Draft Genome Sequence of Bacillus cereus ET31, Isolated from an Extreme Environment.

Bacillus cereus is a Gram-positive, widely distributed bacterium that has a high level of metabolite production. Here, we report the draft genome sequence of a B. cereus strain exhibiting high and diverse hydrolytic potential that was isolated from glacial water samples from Svalbard, Norway.

ANNOUNCEMENT

Bacterial communities associated with glaciers found all over the world are being increasingly studied for their potential biotechnological applications (1). The Svalbard archipelago (74° to 81° N, 10° to 35° E) comprises an area of 62,248 km2 with more than 2,000 glaciers, and ice covers 60% of its surface (2). As a result, the draft genome sequence of Bacillus cereus ET31, which was isolated from glacier sediment from Svalbard Islands and has a high and diverse hydrolytic potential, is reported here.

Bacillus cereus is a Gram-positive, rod-shaped, aerobic or facultatively anaerobic, motile, beta-hemolytic, spore-forming bacterium that is widely distributed environmentally due to its ability to form thermoresistant endospores and biofilms and to grow over a broad temperature range (3, 4).
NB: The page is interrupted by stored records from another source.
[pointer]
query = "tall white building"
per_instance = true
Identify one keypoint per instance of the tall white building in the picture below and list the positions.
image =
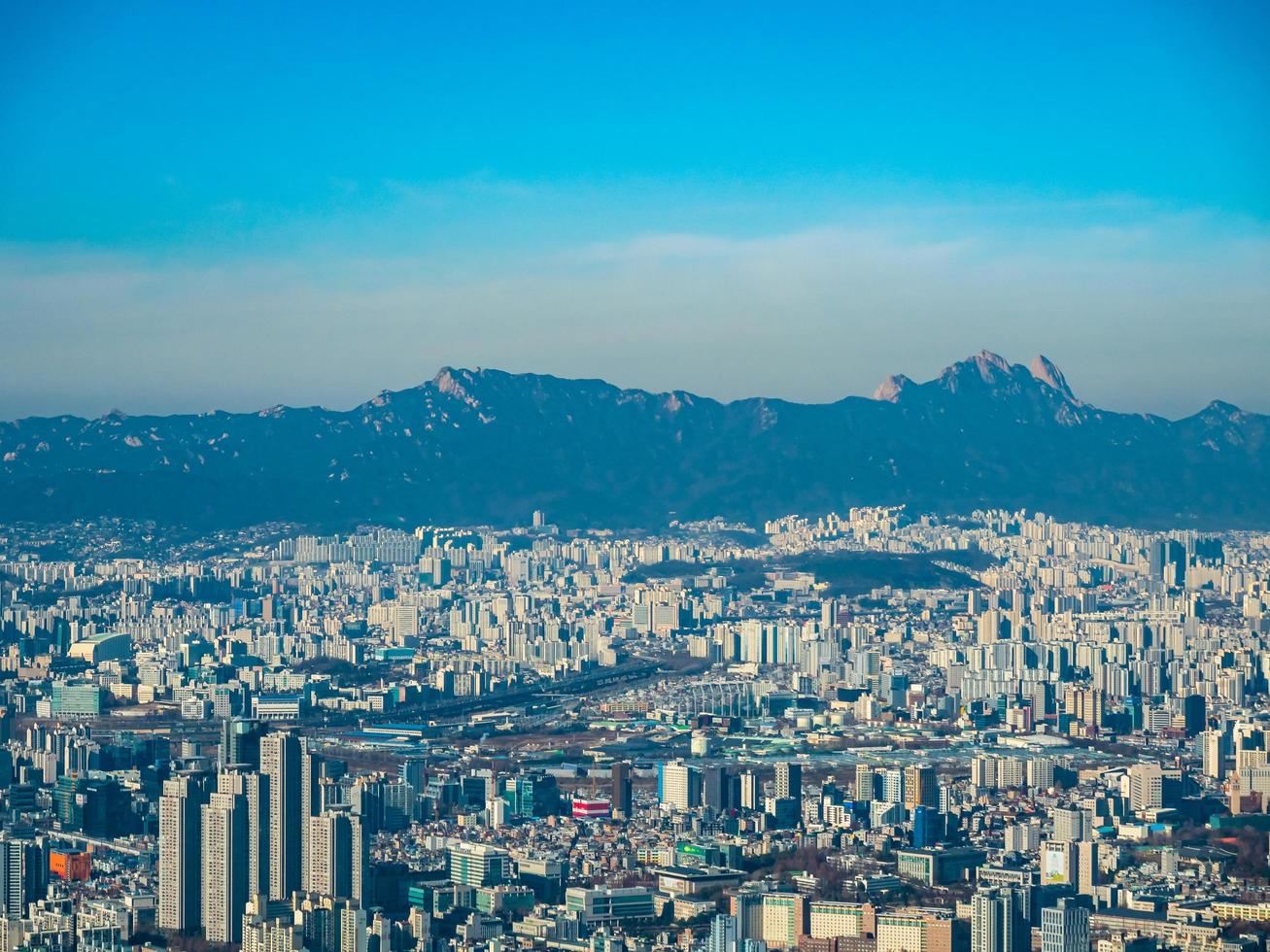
(224, 847)
(181, 871)
(1064, 927)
Moreover, B. cereus has a high level of production of diverse metabolites, including bacteriocins, autolysins, and enzymes, particularly proteases (5–9).

This article reports the draft genome sequences of B. cereus strain ET31, isolated from glacial water in Svalbard, Norway (10). Bacteria were isolated on Antarctic bacterial medium (ABM) agar (0.5% [wt/vol] peptone, 0.2% [wt/vol] yeast extract, and 1.5% [wt/vol] agar, pH 7.0) at 12°C under aerobic conditions. Bacillus cereus ET31 was identified among 300 bacterial isolates obtained from glacier water from geologically and hydrologically diverse regions of southern Svalbard. Genomic DNA extraction from one culture, grown as described previously, was performed according to Haught et al. (11). The DNA was sent to MicrobesNG, a next-generation sequencing (NGS) service provider in the United Kingdom, for 16S rRNA and whole-genome sequencing. DNA was quantified in triplicates with the Quant-iT double-stranded DNA (dsDNA) high-sensitivity (HS) assay (Invitrogen) in an Ependorff AF2200 plate reader. The genomic DNA library was prepared using the Nextera XT library prep kit (Illumina, San Diego, CA), following the manufacturer’s protocol with the following modifications: 2 ng of DNA was used as input instead of 1 ng, and PCR elongation time was increased to 1 min from 30 s. DNA quantification and library preparation were carried out on a Hamilton Microlab Star automated liquid-handling system. The library was quantified using the Kapa Biosystems library quantification kit for Illumina on a Roche LightCycler 96 quantitative PCR (qPCR) machine. The library was sequenced with 52-fold coverage on the Illumina HiSeq platform using a 250-bp paired-end protocol, producing 714,745 reads. Reads were adapter trimmed using Trimmomatic v. 0.30 with a sliding window quality cutoff of Q15 (12). FastQC v. 0.11.8 with default parameters was used to check the quality of the validated reads (13). Reads were de novo assembled into 34 contigs using SPAdes v. 3.7 (14). The quality of the assembly was evaluated with Quast (15). Taxonomic assignment of the reads was calculated using Kraken (16), and Prokka v. 1.11 (17) was used for genome annotation. Protein function was predicted by performing sequence similarity queries against the UniProt Knowledgebase (UniProtKB) (18).

The assembled draft genome had a length of 5,875,600 bp, with a GC content of 34.9%. The largest contig was 2,021,752 bp long, the L50 was 2, and the N50 value equaled 1,600,101 bp. The majority of reads (94.07%) were classified into the genus Bacillus, and 59.55% were placed in the B. cereus group. The draft genome contained 5,859 protein coding sequences, with 2,535 of them identified as encoding hypothetical proteins, 99 tRNA sequences, 13 sequences identified as 5S rRNAs, and 1 as a 16S rRNA.

Data availability.

The whole-genome shotgun project of B. cereus ET31 has been deposited at DDBJ/ENA/GenBank under accession number VSSM00000000, BioProject number PRJNA560934, and BioSample number SAMN12603168. The raw sequencing reads were deposited to the Sequence Read Archive (SRA) under accession number SRR9997721. The version described in this paper is the first version, VSSM01000000.